Japanese conglomerate SoftBank now values WeWork at just $2.9 billion, according to CNBC. The office co-working startup which was really a real estate business masquerading as a tech company has proven one of the most dramatic business mishaps in recent history. It rocketed to a peak valuation of $47 billion in just a few years off the back of its trendy office spaces, flexible leasing options, and the sway its charismatic former-CEO Adam Neumann managed to exert on SoftBank head, Masayoshi Son.
WeWork was already in free-fall last year when its valuation collapsed due to its astronomical spending and lack of any clear path to profitability, which was revealed when it was forced to be transparent about its business as it prepared to go public. Then coronavirus hit, and it rubbed salt in the wound. Suddenly nobody wants to work in an office, no matter how artisanal the free water or beer is. And at WeWork, unlike at a traditional office, tenants can cancel whenever they’d like.
A fundamentally flawed business model — WeWork sold itself on the idea of flexibility, that young startups and freelancers could rent an individual desk by the month and cancel whenever, and they surely are doing that now. WeWork itself, however, is stuck in long-term leases for hundreds of office spaces across the world. But in addition to being known for rampant spending and a growth-at-all-costs mentality, the company is now saddled with more than $50 billion in long-term lease obligations, though it’s now trying to weasel its way out of some of them.

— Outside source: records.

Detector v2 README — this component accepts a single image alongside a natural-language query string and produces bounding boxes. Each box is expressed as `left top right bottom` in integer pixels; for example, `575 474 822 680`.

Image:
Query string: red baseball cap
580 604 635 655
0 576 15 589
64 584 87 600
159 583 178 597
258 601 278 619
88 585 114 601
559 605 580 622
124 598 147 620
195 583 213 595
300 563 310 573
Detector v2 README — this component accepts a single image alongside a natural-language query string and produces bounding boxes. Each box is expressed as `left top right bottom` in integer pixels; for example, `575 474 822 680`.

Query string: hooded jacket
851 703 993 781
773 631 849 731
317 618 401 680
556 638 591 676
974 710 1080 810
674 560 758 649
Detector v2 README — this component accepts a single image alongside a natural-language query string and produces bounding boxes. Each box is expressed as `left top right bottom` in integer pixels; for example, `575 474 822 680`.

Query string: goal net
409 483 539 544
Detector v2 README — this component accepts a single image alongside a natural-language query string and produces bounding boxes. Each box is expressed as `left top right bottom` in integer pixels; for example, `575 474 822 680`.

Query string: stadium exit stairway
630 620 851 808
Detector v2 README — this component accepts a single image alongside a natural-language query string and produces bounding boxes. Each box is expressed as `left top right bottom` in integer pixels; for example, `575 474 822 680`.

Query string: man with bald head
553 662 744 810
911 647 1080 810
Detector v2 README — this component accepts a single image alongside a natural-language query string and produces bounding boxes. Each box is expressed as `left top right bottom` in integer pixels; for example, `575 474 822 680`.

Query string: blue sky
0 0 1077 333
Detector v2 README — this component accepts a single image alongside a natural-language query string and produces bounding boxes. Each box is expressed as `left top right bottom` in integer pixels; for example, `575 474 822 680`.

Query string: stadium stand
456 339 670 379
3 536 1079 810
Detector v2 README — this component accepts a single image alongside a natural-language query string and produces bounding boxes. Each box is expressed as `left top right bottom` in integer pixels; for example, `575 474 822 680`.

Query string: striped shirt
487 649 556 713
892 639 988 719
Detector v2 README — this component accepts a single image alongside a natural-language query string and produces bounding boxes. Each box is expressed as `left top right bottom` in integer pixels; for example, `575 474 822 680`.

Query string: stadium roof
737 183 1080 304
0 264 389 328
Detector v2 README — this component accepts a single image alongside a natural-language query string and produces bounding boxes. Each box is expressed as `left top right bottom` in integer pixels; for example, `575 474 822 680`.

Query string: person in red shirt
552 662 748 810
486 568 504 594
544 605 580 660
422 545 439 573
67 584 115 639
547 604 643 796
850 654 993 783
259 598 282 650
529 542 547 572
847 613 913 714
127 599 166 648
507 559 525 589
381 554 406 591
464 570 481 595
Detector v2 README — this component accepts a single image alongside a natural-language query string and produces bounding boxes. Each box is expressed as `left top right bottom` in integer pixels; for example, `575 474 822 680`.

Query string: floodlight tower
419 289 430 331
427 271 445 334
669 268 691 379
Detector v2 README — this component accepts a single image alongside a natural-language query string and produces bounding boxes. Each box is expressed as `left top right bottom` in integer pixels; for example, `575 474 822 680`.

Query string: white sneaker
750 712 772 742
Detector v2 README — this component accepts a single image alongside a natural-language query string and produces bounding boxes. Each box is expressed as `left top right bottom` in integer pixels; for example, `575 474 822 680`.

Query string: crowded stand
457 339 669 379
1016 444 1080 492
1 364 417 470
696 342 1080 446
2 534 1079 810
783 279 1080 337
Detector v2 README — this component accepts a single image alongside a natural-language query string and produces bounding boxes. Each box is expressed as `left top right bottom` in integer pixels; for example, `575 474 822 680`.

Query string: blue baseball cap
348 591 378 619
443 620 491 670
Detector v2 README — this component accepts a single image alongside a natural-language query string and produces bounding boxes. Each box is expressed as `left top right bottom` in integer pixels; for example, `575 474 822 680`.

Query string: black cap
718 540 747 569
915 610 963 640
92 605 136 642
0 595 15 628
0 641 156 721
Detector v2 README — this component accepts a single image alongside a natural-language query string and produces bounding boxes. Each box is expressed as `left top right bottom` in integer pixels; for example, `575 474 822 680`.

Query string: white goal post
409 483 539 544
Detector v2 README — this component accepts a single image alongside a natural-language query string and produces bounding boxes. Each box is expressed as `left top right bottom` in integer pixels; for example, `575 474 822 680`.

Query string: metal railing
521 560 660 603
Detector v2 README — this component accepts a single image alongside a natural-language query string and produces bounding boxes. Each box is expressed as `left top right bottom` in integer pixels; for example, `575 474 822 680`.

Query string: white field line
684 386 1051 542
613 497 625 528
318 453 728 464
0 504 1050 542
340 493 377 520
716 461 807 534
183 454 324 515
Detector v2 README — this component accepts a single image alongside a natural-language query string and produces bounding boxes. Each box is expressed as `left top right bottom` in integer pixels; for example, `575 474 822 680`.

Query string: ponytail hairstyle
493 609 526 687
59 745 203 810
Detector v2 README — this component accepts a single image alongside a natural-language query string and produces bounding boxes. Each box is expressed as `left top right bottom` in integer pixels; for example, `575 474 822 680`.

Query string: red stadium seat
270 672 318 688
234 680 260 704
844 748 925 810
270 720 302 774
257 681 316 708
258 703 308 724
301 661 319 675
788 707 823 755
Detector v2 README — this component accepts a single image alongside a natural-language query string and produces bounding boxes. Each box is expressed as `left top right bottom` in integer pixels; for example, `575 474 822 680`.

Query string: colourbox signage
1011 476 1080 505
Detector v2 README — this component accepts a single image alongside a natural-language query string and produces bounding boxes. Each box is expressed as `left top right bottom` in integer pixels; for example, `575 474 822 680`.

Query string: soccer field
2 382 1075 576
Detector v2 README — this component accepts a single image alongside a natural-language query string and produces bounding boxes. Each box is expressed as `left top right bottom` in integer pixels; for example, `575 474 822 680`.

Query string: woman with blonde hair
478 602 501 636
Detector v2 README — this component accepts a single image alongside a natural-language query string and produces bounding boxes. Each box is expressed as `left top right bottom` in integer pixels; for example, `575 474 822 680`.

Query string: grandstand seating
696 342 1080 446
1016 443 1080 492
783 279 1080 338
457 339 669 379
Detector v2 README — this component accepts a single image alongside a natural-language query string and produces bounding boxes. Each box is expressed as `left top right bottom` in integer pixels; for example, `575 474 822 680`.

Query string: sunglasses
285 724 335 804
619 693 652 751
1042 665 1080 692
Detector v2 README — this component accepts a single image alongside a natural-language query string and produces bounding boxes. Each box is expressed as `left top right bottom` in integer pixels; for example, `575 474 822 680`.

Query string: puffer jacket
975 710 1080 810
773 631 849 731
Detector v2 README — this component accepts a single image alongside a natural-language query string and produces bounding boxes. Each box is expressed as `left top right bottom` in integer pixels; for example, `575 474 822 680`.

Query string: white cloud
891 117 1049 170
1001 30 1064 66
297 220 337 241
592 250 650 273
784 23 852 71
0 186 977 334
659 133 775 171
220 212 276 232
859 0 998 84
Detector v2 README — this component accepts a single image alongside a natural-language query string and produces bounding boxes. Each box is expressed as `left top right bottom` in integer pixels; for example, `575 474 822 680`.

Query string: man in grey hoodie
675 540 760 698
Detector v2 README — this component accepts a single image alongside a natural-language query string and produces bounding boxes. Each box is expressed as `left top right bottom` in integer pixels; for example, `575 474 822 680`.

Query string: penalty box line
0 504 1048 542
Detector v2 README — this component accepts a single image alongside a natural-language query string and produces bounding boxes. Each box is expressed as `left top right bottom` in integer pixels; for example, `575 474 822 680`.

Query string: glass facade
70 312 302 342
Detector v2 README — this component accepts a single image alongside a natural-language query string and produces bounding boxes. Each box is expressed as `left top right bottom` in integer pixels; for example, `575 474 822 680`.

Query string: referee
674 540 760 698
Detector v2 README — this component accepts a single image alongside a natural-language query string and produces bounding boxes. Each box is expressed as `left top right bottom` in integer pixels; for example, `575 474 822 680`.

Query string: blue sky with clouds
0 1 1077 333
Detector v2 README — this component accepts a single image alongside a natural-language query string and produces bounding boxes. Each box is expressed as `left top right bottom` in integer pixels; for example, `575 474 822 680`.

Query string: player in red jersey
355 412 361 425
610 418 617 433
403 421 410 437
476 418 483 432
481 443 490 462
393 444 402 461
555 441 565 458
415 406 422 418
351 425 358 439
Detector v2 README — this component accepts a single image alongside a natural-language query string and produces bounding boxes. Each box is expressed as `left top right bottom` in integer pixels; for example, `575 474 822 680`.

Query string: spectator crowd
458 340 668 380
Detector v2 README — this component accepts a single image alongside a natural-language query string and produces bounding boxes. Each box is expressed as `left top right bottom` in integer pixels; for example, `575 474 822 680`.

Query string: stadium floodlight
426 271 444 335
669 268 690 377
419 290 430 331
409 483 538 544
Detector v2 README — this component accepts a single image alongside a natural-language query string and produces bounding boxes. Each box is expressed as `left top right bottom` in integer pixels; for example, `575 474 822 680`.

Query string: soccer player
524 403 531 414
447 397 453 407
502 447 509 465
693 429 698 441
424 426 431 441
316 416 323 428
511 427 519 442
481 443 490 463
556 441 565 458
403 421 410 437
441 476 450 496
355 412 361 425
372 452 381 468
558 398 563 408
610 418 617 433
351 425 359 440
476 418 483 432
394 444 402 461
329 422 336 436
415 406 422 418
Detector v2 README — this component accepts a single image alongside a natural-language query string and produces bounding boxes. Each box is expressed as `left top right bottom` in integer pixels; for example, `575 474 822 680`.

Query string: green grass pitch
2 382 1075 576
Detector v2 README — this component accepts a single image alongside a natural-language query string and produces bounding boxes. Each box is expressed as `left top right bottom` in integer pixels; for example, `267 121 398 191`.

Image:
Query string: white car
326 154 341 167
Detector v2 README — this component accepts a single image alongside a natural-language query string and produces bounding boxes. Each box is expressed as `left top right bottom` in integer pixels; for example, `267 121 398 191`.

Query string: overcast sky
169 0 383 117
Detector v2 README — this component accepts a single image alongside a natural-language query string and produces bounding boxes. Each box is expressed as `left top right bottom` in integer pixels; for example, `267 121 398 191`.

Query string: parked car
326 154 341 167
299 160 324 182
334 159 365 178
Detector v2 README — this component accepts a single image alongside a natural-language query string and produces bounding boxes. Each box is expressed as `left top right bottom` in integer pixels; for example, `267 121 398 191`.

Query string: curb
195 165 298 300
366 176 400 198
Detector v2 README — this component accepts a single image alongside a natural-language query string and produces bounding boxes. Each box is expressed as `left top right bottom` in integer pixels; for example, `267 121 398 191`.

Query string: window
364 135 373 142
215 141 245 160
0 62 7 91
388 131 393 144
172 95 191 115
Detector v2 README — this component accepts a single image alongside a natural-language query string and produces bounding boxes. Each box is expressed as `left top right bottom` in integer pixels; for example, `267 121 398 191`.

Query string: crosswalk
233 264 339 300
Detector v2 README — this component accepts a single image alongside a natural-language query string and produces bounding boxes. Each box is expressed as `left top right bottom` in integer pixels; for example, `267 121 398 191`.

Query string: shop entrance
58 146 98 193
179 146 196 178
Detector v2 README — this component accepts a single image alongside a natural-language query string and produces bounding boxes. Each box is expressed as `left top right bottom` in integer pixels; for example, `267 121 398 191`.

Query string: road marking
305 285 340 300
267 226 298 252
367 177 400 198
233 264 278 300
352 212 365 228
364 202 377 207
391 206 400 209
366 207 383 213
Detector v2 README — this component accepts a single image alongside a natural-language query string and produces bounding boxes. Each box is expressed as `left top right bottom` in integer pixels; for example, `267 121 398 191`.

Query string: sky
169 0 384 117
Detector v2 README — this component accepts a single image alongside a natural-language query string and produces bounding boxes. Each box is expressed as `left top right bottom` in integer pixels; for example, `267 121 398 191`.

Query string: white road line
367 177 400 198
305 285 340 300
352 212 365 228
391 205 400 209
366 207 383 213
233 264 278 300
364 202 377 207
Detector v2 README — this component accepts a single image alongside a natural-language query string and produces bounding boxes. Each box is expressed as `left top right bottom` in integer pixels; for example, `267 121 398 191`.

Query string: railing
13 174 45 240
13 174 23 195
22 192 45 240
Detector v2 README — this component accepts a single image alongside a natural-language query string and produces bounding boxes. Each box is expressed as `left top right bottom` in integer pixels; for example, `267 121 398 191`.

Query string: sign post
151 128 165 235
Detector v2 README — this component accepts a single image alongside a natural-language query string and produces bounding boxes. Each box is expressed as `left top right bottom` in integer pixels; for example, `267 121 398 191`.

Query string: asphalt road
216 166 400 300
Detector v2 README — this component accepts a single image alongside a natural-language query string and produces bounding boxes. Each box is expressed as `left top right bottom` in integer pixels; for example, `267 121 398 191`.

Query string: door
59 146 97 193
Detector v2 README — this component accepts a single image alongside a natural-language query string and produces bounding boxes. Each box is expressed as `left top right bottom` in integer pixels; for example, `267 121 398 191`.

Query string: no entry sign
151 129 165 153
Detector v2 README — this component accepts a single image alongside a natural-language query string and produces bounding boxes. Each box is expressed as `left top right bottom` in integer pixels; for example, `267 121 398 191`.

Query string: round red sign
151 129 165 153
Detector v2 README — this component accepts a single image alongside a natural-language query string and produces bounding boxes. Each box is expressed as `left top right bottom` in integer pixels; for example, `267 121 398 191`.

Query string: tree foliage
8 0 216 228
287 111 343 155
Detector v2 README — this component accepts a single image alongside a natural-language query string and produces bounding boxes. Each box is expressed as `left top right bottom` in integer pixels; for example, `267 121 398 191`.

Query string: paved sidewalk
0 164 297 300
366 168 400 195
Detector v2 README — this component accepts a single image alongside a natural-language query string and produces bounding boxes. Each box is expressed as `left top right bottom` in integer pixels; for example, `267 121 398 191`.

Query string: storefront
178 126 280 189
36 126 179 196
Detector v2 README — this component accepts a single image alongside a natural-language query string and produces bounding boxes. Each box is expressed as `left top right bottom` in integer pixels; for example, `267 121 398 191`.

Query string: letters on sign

SoftBank made a really bad bet — WeWork was only ever really worth $47 billion to one person — SoftBank CEO Masayoshi Son, the startup’s primary backer. The company billed itself as an innovative player reinventing offices with tech, and Neumann managed to secure huge investments from SoftBank on the back of that. But no amount of visionary idealism could change WeWork’s terrible financials or flawed business model. Nobody on Wall Street wanted to invest when it tried to go public last year. But without the ability to list as planned the company was set to run out of money within weeks before SoftBank came in with a desperate rescue plan that involved aggressive fat trimming, and eventually a buyout deal to get Neumann out. A deal SoftBank has since reneged on, and which it’s now being sued over by Neumann.